Violinist Itzhak Perlman's pianist always wants a plain cheese sandwich on white bread, followed by a chocolate candy bar, before he performs.

When monologuist Spalding Gray comes to town, Ms. Christensen marks everything else off her calendar.

During his 90-minute monologue, Mr. Gray sits at a special table, in a special chair, sipping water from time to time from a special glass. Before he arrives in Houston, Ms. Christensen has already scoped out a couple of possible table and chair sources at antique dealers and scheduled an hourlong Shiatsu massage for the day of his performance.

The day before, she takes him around town and he selects his prop table and chair. He selects the glass from which he sips water while he's onstage, as well as three glasses that Ms. Christensen will fill with Czech beer (Pilsner Urquell) shortly before his performance is over (so that they're ready for him to drink immediately after he walks offstage).

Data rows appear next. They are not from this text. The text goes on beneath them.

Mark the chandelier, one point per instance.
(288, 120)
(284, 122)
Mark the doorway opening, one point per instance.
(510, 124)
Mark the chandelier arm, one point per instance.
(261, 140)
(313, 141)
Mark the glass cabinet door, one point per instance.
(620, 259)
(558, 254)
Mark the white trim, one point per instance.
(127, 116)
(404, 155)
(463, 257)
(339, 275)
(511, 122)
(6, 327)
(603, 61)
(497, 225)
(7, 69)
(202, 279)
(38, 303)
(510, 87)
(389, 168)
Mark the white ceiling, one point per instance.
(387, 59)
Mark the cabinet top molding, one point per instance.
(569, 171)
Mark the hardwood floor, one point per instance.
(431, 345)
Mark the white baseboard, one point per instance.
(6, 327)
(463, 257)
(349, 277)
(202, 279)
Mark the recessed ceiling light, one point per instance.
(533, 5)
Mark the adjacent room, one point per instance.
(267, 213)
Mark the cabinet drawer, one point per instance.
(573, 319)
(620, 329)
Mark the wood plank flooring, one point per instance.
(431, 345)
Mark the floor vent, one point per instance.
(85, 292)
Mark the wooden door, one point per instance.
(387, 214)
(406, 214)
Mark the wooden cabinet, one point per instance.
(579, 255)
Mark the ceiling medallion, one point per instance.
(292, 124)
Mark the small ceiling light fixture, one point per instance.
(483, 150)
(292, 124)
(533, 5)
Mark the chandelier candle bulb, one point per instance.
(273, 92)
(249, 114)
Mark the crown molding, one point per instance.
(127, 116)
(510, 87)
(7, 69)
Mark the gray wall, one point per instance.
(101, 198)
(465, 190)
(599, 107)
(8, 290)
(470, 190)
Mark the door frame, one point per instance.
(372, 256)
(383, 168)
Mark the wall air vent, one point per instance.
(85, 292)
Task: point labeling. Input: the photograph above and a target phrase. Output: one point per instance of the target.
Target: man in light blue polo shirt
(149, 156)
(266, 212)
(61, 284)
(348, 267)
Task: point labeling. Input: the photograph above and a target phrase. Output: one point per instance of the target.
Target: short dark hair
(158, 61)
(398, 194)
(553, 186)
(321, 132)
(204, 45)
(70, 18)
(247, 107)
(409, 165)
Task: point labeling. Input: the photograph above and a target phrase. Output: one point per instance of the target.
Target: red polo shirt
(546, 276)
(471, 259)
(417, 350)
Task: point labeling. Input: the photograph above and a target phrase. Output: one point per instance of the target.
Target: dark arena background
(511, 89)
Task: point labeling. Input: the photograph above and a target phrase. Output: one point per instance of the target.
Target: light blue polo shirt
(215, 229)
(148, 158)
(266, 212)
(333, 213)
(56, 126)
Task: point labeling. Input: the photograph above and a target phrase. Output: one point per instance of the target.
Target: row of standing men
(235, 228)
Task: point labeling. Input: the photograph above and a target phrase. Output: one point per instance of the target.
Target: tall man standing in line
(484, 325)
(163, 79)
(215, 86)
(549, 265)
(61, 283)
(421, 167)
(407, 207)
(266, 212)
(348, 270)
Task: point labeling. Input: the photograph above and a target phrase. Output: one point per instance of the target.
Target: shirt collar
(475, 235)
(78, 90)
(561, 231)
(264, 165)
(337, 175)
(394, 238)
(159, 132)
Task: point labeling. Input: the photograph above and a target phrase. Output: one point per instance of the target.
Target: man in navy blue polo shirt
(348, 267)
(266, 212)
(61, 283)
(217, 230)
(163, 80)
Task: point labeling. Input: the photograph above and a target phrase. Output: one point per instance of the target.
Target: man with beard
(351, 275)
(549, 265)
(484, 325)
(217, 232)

Ms. Christensen has that part down. But Mr. Gray, who affects a homey, rumpled look for his performance that includes a plaid shirt with a white T-shirt underneath, almost stumped her last April when he handed her a thin, black, ribbed sock and said he needed another one like it. He'd lost the other one, he told her, and that was the only kind of sock he performed in.

Ms. Christensen took a big gulp when she read the technical rider for the White project, choreographed by the New York-based Ann Carlson.

Among other things, Ms. Carlson said she had to have six ballet dancers, six modern dancers, five visually impaired people, 25 grade-school children and seven nuns for the performance.

Ms. Christensen put notices in parish newsletters and contacted the assistant to the archbishop in Seattle, where the performance premiered, to get his blessing.

By show time, she had nuns to spare.